Est-il possible de retirer une protection MH ? Oui, c’est possible, mais vraiment pas simple et franchement très rare. Il faut alors que le propriétaire fasse la demande :
- De radiation d’inscription auprès de la DRAC
- De déclassement auprès du Ministre de la Culture et du Conseil National des Monuments Historiques.
Inutile de préciser que la demande doit être solidement étayée…
En soi, les contraintes qu’implique la protection au titre des Monuments historiques, notamment en cas de monument classé, n’ont pour but que de permettre au propriétaire de conserver l’état et donc la valeur de son patrimoine. Dès lors, doit-on réellement les percevoir comme des contraintes ?

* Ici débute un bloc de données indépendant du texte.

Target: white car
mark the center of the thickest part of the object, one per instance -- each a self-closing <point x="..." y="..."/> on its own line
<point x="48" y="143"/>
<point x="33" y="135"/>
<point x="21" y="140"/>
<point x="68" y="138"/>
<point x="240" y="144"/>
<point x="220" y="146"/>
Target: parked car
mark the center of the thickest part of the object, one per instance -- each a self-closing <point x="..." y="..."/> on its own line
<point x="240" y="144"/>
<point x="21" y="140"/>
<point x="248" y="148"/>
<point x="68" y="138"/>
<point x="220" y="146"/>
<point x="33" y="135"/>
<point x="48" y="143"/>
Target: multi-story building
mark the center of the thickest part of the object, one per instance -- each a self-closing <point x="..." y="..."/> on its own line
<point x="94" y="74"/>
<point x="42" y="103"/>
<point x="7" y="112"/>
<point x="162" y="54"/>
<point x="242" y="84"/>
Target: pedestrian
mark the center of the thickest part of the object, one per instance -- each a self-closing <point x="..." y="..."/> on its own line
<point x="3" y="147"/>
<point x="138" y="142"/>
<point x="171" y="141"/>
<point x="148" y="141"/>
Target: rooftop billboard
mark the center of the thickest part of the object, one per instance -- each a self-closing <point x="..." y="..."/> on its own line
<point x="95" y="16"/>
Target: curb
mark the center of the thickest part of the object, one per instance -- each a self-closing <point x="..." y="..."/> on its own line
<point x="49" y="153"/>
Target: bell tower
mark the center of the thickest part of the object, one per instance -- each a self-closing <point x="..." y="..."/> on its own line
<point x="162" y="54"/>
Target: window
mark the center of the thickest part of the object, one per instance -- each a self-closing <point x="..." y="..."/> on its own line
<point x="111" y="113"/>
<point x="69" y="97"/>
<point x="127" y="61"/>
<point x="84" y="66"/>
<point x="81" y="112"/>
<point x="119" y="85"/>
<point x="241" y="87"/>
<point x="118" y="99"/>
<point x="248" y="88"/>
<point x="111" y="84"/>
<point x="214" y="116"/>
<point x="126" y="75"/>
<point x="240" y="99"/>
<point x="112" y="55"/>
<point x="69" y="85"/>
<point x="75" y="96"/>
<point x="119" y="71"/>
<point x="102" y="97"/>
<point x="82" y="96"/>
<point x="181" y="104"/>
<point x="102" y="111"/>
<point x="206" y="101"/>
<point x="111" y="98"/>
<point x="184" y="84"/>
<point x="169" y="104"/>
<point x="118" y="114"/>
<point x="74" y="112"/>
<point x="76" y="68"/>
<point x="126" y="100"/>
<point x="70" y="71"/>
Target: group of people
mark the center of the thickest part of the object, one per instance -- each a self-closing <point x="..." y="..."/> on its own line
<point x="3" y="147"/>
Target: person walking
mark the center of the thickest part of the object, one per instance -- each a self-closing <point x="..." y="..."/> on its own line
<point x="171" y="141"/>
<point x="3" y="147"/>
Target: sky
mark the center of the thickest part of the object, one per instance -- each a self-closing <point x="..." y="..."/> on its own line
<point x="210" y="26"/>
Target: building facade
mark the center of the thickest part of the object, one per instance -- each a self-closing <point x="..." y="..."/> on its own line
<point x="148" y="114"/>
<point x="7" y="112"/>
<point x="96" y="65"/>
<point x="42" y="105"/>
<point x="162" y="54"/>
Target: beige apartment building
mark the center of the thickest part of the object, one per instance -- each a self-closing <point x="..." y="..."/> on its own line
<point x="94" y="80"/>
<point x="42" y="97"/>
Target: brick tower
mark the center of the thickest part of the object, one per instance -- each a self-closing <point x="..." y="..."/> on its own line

🤔 En extrapolant un peu, on peut considérer que le classement ou l’inscription mettent le propriétaire du monument devant ses responsabilités, mais qu’ils impliquent également l’Etat. La « charge » incombe aux deux parties, pour la conservation d’un patrimoine qui a une valeur publique.
C’est pourquoi je bannirai volontiers le terme de « contrainte » au profit de celui d’ « engagement ». 🙂

[1] https://www.culture.gouv.fr/Sites-thematiques/Monuments-historiques/Presentation/Les-monuments-historiques
[2] Code de l’Urbanisme, art. R. 421-16
➡️ Si les méandres légaux vous intéressent, je vous renvoie vers le Code de l’Urbanisme et le Code du Patrimoine vous où vous trouverez tous les détails. Cet article a évidemment été rédigé avec les textes sur le coude.